Canada has in its history a similar confrontation between a prime minister and the reserve powers held by a head of state who represents a monarch resident overseas. The "King-Byng" affair is, I imagine, largely forgotten outside of Canada, and based on my own experience living there for six years seems largely forgotten within Canada, too. (Canadians are a people who prefer to forget their past, even to discard it altogether.) We see something similar happen here, except with a key difference. After the general election of October 1925, Governor-General the Viscount Byng of Vimy allowed the incumbent prime minister William Lyon Mackenzie King to have the first attempt at finding support in the House of Commons. Arguably Byng should have given the Conservative party, which had won the most seats, a go before King. However, Byng could be seen as accepting his prime minister's advice, which is how constitutional monarchies should work. After King had clearly lost his support in the Commons in June 1926, Byng declined to follow his prime minister's advice for a dissolution. The question that Byng had to answer was 'who spoke for the electorate?'. King's government was threatened with censure by the same house that had supported him nine months earlier, which saw King's party not even possessing the most seats. The October mandate had been inconclusive, and the largest party had not been given a chance to find a majority in the House of Commons. Whichever course of action Byng chose to adopt, he would have alienated a large number of Canadian voters. In fact, Byng handed the Conservative leader a poisoned chalice. The Conservatives could not secure a majority either, and a dissolution took place in a matter of days. King's party won a slim majority in the 1926 election.
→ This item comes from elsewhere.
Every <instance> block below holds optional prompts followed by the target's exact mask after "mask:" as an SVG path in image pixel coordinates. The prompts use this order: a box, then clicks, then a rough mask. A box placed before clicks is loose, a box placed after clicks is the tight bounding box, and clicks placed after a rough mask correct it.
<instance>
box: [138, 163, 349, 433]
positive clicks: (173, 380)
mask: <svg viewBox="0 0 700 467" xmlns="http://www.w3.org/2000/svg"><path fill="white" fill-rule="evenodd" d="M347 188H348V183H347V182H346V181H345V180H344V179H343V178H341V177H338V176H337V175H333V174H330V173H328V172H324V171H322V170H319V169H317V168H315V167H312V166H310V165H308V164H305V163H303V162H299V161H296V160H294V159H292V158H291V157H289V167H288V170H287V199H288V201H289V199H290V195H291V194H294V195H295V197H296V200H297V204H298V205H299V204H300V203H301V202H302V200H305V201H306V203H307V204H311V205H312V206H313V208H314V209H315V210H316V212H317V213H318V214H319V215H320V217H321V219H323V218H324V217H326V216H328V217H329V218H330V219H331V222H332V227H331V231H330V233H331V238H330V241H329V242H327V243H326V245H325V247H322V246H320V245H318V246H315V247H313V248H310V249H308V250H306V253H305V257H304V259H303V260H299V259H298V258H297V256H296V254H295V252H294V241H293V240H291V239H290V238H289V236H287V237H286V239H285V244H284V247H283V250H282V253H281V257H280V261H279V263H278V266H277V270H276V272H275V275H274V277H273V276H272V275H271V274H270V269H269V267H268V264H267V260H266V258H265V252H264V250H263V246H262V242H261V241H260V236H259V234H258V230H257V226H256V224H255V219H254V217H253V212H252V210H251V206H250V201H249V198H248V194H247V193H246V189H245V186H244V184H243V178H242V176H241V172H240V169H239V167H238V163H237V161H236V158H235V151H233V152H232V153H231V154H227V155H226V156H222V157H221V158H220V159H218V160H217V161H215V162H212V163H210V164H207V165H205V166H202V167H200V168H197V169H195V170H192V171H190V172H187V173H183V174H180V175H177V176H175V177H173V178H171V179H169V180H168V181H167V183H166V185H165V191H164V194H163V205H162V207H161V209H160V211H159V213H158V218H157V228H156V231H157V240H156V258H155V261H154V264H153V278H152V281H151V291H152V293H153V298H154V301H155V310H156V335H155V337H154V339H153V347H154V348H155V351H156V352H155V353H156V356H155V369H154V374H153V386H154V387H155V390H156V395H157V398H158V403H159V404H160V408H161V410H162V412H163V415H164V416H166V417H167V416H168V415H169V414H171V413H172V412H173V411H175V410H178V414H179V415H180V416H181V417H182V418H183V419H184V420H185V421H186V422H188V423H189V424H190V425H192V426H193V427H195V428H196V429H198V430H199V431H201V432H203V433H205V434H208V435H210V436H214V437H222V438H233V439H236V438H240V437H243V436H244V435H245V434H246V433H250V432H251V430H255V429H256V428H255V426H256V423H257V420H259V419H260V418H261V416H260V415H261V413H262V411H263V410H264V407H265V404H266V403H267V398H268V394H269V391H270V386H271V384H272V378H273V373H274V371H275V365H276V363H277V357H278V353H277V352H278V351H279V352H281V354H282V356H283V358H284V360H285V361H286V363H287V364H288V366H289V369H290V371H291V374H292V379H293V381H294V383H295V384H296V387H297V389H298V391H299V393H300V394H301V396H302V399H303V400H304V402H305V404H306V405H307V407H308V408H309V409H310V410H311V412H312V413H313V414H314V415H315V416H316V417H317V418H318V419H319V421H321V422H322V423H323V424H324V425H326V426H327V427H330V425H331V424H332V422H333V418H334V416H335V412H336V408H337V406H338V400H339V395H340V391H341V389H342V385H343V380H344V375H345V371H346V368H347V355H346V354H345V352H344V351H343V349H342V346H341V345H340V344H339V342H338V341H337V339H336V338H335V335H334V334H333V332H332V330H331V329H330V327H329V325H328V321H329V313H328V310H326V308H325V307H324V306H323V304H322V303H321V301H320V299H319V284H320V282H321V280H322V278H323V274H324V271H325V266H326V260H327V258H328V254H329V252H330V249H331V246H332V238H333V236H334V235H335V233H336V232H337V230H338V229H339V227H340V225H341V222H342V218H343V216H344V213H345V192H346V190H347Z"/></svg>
In both cases, replacing the office of a vicegerent governor-general representing a monarch resident overseas would not have changed the dynamic of the crisis. In both cases the essential problem was between the government and the parliament. The head of state was required to arbitrate, and in both cases chose not to follow the advice of the prime minister. However, in both cases there were perfectly sound political reasons to take the course of action that was followed. Kerr needed to find a government that was capable of getting a budget sorted out in the midst of an economic crisis of the incumbent government's creation. I don't see how an elected Kerr could have failed to reach the same decision, nor is there any evidence that the relationship between Australia's monarchy and Britain's came into play here. Likewise, an elected Byng would have faced the same problem that an appointed Byng did.

In neither of these two crises did the 'colonial' position of the dominions come into play. Nor would a 'republican' polity have changed the crises in any way. Both are examples of how people in pursuit of power are prepared to kick at the foundations of their constitutional order, without really thinking about the long-term risk to the political system. In other words, image trumps reality when the stakes are highest.